Agribusiness companies and investors are buying up large blocks of land, gambling that food prices will soon rise and land prices will skyrocket. Financiers everywhere are piling into this new investment game and they are assembling vast investment pools to do it. This process, known as “land grabbing,” has been well-documented by the organization “GRAIN.” Sometimes, governments bring in the military or armed police forces and simply expel the peasants from the land, claiming they have no clear “title.” In other cases, the pressure is more subtle, but the results are the same. The world is heading into a brave new world of techno-farming.

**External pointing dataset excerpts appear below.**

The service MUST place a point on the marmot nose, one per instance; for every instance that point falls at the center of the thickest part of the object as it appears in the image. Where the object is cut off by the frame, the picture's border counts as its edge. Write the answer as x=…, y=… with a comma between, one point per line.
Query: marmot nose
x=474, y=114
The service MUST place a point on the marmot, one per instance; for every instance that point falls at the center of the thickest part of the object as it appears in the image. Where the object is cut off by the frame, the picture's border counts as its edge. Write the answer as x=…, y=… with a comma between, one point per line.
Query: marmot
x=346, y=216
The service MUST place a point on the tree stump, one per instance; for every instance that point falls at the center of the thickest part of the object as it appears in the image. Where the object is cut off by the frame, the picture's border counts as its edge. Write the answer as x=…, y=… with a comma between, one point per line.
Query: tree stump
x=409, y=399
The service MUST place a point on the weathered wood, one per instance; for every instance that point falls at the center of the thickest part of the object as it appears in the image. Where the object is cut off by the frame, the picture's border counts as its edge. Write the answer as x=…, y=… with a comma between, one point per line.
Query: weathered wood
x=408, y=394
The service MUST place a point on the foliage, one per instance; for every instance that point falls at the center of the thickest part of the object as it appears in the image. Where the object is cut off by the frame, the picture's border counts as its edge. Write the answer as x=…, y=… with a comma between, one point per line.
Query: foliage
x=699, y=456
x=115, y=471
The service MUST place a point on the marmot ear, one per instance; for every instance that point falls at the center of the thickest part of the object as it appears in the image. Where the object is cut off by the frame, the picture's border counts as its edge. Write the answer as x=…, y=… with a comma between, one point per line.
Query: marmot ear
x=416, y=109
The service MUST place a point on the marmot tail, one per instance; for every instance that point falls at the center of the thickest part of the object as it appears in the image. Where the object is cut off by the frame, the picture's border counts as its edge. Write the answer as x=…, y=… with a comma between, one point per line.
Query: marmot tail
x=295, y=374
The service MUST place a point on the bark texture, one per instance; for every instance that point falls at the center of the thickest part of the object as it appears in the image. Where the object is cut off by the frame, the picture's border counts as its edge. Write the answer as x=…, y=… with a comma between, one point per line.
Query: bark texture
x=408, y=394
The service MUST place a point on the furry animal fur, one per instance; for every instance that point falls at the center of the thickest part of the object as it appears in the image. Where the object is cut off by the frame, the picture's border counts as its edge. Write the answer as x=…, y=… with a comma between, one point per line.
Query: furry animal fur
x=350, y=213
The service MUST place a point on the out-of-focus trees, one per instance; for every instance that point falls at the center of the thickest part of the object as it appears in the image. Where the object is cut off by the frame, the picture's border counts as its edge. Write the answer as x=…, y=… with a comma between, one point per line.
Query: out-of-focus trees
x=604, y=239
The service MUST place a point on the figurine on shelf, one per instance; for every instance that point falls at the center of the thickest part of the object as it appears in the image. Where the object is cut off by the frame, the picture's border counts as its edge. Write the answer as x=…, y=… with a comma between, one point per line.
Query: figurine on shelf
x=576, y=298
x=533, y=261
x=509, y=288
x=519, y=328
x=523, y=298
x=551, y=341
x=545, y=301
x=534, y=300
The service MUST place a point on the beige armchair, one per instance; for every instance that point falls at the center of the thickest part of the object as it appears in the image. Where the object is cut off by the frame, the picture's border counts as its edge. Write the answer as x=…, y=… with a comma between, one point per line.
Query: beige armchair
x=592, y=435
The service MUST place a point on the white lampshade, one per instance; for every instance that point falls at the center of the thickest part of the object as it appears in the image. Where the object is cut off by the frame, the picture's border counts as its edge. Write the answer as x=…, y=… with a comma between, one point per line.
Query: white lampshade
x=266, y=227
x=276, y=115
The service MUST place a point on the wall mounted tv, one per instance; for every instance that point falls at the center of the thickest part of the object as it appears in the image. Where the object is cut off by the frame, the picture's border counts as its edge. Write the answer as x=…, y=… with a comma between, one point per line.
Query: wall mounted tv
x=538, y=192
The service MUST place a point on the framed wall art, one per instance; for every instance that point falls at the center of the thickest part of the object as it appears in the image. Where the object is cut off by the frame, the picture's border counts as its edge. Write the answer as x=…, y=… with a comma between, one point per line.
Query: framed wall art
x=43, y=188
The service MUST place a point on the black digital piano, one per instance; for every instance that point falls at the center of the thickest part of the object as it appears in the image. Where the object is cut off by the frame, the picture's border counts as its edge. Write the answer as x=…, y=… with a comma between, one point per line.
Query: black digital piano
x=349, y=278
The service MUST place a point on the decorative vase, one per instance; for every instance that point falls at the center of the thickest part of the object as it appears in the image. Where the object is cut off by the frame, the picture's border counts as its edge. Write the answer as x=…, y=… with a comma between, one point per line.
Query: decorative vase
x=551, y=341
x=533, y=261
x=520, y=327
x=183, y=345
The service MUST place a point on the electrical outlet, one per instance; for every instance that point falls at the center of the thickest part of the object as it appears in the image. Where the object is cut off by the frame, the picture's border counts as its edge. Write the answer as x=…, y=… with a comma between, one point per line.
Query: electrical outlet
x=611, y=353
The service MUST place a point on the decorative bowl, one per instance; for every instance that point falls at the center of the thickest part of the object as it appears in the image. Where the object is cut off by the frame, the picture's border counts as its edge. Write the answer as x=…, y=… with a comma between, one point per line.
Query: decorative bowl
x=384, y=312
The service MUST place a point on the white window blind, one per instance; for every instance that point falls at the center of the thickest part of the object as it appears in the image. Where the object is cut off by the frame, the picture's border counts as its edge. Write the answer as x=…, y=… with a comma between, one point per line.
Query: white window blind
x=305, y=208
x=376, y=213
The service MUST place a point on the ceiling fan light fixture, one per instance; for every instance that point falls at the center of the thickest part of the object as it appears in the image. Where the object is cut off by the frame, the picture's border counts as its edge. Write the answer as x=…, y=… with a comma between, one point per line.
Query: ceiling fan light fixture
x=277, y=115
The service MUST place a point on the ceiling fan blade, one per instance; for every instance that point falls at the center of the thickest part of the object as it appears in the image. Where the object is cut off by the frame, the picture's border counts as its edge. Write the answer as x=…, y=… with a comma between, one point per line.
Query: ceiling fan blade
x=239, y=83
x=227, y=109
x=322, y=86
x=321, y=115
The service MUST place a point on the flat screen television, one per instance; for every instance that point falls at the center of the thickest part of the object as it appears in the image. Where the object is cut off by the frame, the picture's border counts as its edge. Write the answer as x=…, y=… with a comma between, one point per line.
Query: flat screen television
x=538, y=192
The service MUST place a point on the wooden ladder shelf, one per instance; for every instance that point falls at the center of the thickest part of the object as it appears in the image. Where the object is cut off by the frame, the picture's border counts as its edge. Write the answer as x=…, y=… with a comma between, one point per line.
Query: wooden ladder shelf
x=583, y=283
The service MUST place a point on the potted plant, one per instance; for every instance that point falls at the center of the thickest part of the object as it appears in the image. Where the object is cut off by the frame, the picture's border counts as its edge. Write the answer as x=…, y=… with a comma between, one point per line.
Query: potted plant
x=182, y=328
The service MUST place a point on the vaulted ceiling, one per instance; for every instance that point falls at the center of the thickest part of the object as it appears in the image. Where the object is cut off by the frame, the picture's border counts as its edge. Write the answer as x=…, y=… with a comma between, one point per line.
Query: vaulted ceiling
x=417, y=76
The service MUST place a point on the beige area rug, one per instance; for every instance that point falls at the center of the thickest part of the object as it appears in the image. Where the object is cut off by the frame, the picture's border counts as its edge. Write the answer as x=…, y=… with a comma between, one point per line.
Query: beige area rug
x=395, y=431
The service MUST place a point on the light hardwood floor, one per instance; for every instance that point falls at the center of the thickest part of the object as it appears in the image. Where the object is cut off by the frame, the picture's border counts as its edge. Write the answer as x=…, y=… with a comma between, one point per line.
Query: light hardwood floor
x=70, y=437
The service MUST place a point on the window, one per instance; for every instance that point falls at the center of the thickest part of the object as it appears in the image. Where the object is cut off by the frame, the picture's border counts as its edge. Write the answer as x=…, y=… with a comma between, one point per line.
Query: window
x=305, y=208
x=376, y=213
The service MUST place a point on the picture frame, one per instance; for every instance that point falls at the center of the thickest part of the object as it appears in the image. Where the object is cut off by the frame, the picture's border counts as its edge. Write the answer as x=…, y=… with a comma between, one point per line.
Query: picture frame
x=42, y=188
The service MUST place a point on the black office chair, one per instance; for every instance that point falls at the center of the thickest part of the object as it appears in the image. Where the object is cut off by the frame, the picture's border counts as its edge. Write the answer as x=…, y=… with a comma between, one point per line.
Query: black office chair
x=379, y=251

These land-grab farms are nothing to celebrate. The multi-billion dollar profits for Wall Street investors come with enormous social, environmental and nutritional cost. Hundreds of millions of people will be expelled from the land and forced to migrate into urban slums. Rainforests will be cut down. Unsustainable agricultural practices will proliferate.
To make it all seem fair and reasonable, the World Bank is now issuing a set of new rules that supposedly take care of the problems. But these rules do little but provide an imprimatur of “responsible” investment. It is clear that the rules were written by and for Wall Street and that they will do virtually nothing to stem the tide of peasant displacement and agro-industrialization. Already, according to the UN Special Rapporteur on the Right to Food, land equivalent to the size of France has been seized and this is only the beginning.
Those interested in seeing the land grabbers in their native habitat can sign up for a conference on May 6-7, at the Roosevelt Hotel in New York. Entitled “Global AgInvesting 2010,” the conference will promote this “emerging asset class for private and institutional investors.” “Endowments and foundations” are especially encouraged to attend, says the advertisement on the internet.
So, on Earth Day plus one, we need to ask: what can stop this speculative juggernaut? And how can we support the rural farm communities – half of our humankind - who are fighting for sustainable food production. We all have a stake in the outcome.